The Saudi Telecom Company (STC) was fined $2.67 million by Saudi Arabia’s general authority of competition( GAC), media reports said. According to authorities, STC was fined for abusing its dominant position in the Saudi telecom market.
Reportedly, STC violated Article 5 of the competition law as it imposed certain conditions on sale and purchase processes with dealing with another entity and for which it was fined. It is also reported that STC appealed the decision, however, the administrative appeal court upheld the committee’s resolution on fining the Saudi-listed telecom operator.
Last month, it was reported that STC agreed to sell 15 percent of its stake in its subsidiary Saudi Digital Payments Company to Western Union for $200 million.
In this regard, STC said in a bourse filing, “In the long term, the financial impact is expected to be positive. The deal has no impact on the profit or loss statement of STC,” STC. The completion of the deal is conditional upon obtaining all regulatory approvals from relevant authorities.”

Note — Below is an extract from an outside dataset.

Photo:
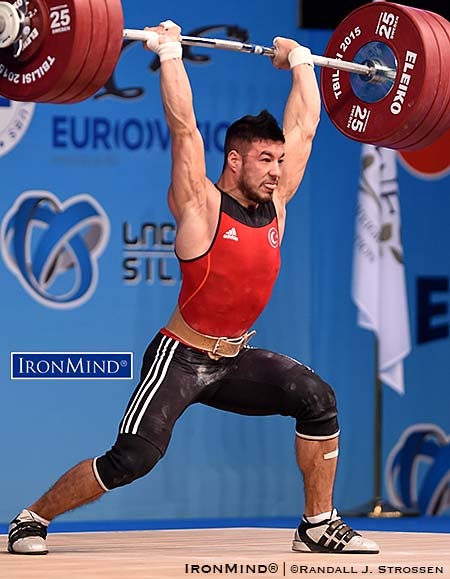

Earlier this year, it was also reported that both STC and Vodafone signed a Memorandum of Understanding (MoU) for STC to acquire 55 percent in Vodafone Egypt. However, STC recently said in a statement that the MoU it had signed with Vodafone International Group had expired without the two sides reaching an agreement.
The deal would have been STC’s biggest ever and it would have valued Vodafone Egypt at around $4.4 billion. According to media reports, STC was engaged in discussion with Vodafone to subsequently reduce the $2.4 billion price agreed earlier in January for the acquisition, but no agreement was reached.